One organisation’s compliance reports were particularly useful in that they showed how it was operating against its compliance risk appetite, including risk mapping that identified deteriorating trends in certain compliance categories that could increase the compliance risk. This gave the BRC advance warning of potential increases in compliance risk levels.
Risk reporting at the management committee level that is aligned to the RAS can also help the board’s oversight function. It can do this by engaging management on the board’s appetite for non-financial risk, and enhancing the quality of management reporting to the board.
We saw some evidence of this in one company. This could be further enhanced by ensuring that management has data on who is responsible and what needs to be done to return the company to appetite, enabling it to feed this information to the board.
Board members should ask themselves:
Does management report to the board against the metrics in the RAS? Do management committees receive reporting against the metrics in the RAS? |
International trends |
Companies around the globe face similar challenges in expressing measurable appetites and metrics for non-financial risks, and aligning business and risk reporting.

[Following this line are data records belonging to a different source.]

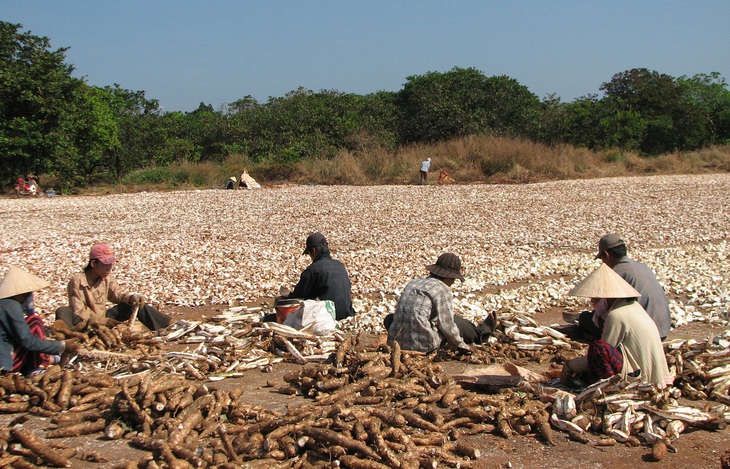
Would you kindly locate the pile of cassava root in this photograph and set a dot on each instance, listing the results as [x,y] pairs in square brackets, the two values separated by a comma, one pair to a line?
[372,407]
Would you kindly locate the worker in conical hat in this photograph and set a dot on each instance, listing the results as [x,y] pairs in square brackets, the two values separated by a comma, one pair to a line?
[23,347]
[629,344]
[612,252]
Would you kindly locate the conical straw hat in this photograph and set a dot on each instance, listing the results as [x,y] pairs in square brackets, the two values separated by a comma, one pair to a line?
[18,281]
[604,283]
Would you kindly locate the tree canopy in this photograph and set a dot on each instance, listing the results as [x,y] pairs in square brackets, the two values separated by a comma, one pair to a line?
[53,123]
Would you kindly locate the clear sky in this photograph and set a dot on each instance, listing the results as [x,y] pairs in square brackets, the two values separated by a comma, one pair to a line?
[184,52]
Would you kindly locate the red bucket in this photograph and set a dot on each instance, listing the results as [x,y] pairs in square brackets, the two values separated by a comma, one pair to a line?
[284,308]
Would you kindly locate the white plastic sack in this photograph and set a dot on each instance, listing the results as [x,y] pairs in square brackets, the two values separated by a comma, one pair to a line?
[315,316]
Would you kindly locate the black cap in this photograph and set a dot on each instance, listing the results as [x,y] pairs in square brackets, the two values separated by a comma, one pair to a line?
[448,265]
[607,242]
[314,240]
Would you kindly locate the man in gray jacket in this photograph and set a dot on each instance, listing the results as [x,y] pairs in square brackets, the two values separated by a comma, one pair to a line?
[21,331]
[612,251]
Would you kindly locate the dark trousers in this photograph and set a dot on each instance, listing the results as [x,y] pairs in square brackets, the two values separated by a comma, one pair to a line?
[25,361]
[470,333]
[147,315]
[588,327]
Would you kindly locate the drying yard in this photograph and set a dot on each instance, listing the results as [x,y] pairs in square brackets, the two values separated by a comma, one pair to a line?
[254,396]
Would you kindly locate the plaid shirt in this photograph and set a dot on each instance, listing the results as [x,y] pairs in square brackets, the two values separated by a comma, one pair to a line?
[424,317]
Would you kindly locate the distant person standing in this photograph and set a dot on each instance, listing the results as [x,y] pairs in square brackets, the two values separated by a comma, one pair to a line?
[423,173]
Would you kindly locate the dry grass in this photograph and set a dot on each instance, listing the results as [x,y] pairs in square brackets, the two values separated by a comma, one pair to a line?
[467,160]
[497,159]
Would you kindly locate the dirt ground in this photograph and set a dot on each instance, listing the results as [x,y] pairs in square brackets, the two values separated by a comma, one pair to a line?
[698,449]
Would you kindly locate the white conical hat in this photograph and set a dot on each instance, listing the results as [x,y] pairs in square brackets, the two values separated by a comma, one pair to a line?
[604,283]
[18,281]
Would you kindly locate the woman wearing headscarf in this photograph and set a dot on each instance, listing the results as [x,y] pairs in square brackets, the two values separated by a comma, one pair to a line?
[23,347]
[630,342]
[90,291]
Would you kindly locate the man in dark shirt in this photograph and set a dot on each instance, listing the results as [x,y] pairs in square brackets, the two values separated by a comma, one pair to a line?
[612,251]
[325,278]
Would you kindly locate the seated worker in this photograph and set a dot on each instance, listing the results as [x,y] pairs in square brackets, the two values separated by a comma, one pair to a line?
[612,251]
[424,318]
[22,345]
[90,290]
[324,279]
[627,329]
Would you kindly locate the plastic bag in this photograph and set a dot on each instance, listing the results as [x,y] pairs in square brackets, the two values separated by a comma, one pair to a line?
[317,317]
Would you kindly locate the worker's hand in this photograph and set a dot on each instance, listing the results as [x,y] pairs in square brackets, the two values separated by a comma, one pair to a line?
[60,326]
[566,374]
[71,345]
[112,322]
[136,299]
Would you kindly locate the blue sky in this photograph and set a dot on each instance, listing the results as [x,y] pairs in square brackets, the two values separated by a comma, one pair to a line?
[185,52]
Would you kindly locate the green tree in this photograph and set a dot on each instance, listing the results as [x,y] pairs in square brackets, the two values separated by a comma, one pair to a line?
[36,102]
[138,123]
[438,106]
[92,135]
[710,95]
[657,103]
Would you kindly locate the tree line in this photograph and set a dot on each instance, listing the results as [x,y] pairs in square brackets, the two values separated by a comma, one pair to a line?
[53,123]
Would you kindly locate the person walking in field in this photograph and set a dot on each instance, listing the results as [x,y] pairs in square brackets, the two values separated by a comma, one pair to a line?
[423,173]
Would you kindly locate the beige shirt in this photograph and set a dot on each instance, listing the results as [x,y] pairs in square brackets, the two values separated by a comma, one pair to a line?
[629,326]
[90,301]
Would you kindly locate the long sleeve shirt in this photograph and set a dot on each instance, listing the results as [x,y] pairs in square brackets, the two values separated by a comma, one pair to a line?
[628,325]
[653,299]
[424,317]
[14,332]
[89,302]
[326,279]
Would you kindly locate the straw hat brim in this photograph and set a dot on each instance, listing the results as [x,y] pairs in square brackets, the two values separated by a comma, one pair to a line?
[17,281]
[604,283]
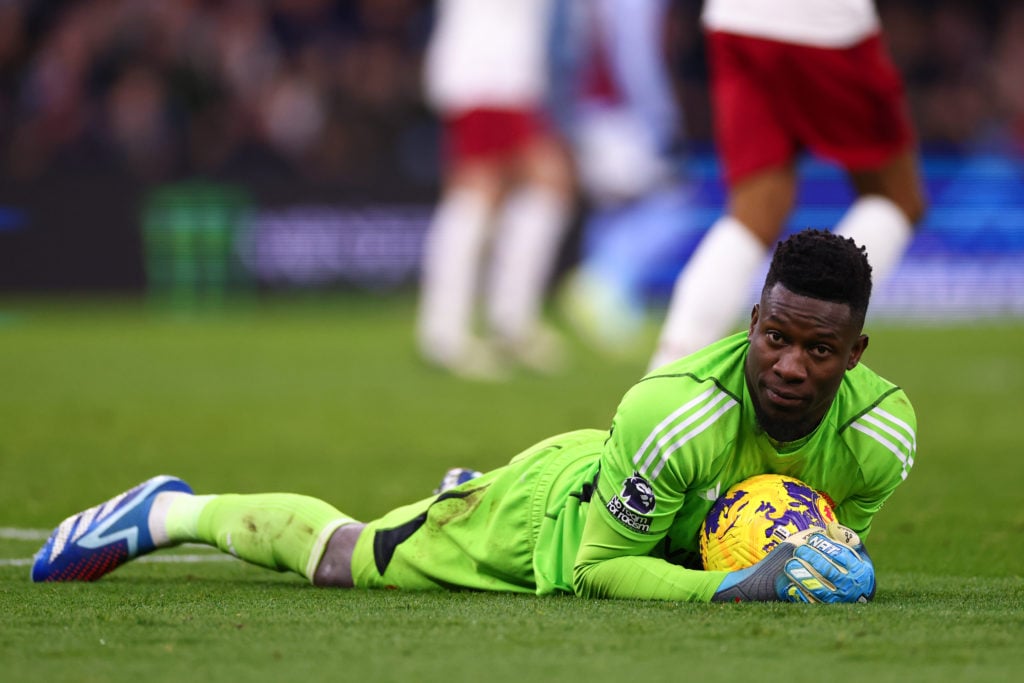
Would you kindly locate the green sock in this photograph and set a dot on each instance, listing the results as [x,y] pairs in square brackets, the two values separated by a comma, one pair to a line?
[281,531]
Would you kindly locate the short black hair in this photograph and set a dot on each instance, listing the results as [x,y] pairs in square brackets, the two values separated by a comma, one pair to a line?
[823,265]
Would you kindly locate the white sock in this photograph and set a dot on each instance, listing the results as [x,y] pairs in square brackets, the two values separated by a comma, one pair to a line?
[712,291]
[878,224]
[167,527]
[530,229]
[451,266]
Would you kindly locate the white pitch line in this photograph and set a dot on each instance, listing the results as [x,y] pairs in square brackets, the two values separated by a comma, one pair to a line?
[15,534]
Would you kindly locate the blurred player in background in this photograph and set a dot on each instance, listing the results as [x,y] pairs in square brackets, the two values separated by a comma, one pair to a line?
[507,196]
[622,116]
[806,74]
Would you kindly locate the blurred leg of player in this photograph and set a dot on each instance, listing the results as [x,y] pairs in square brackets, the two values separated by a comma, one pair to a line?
[882,219]
[454,250]
[530,230]
[770,100]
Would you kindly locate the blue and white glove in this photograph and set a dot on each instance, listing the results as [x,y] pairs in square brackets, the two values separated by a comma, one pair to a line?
[810,566]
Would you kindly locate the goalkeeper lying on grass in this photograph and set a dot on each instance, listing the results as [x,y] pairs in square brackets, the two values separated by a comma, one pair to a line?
[601,513]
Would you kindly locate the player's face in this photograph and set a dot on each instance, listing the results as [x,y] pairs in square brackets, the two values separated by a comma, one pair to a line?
[800,349]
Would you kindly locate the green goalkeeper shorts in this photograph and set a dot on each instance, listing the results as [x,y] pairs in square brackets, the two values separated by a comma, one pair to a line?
[515,528]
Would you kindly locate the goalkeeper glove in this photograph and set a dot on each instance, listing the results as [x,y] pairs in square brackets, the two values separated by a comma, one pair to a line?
[809,566]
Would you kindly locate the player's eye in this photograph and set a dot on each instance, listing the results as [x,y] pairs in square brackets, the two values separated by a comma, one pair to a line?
[821,351]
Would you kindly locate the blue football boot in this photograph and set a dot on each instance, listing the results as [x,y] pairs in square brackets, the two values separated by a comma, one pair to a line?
[455,477]
[94,543]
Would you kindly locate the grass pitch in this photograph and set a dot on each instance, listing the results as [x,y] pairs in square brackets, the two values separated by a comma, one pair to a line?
[326,396]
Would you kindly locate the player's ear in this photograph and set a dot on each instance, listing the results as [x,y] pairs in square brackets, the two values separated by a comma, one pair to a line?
[857,351]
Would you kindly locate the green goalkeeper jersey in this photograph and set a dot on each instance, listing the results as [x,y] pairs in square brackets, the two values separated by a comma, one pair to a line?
[616,513]
[687,432]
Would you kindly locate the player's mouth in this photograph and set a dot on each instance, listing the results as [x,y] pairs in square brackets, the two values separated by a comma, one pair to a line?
[784,399]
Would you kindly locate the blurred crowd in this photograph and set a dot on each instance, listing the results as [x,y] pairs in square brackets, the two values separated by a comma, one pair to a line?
[331,90]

International trends show that efforts are being made to overcome these challenges and use risk appetite as a proactive risk management tool.
Internationally, we have observed differing practices regarding the structure of operational and compliance risk functions in businesses. While some companies in the United Kingdom have brought their operational and compliance risk functions together, some in Europe have separated them. The European Banking Authority’s (EBA’s) governance guidelines[25] encourage ensuring appropriate authority and stature to the heads of internal risk and compliance functions. For some large and complex institutions, this is occurring through separating risk and compliance.
Companies are also adopting more forward-looking indicators and automated data aggregation to move towards real-time dashboard reporting that shows risk compared to appetite. They are also using data mining and analytics to help identify trends and undertake root cause analysis.
Some companies are also seeking to be explicit about who is accountable for each type of non-financial risk, increasing the accountability of the business (as opposed to risk and compliance functions) for compliance risk. For example, in the United Kingdom, the Senior Managers and Certification Regime, which is similar to the Banking Executive Accountability Regime, has increased the focus on responsibilities and accountabilities. This is driving boards to proactively manage risk exposures.
21 In the third edition, this appeared in the commentary. In the fourth edition it appears in recommendation 7.2. The fourth edition’s effective date is the first full financial year beginning on or after 1 January 2020.
22 See APRA Prudential Standards CPS 220 and SPS 220. APRA-regulated registrable superannuation entities (RSEs) are required to have a board-approved RAS at RSE level.
23 See Attachment A at page 7 for discussion regarding non-executive directors’understanding of operational issues in the business
24 Financial Stability Board, Principles for an Effective Risk Appetite Framework, 2013.
25 EBA Guidelines on Internal Governance, EBA/GL/2017/11.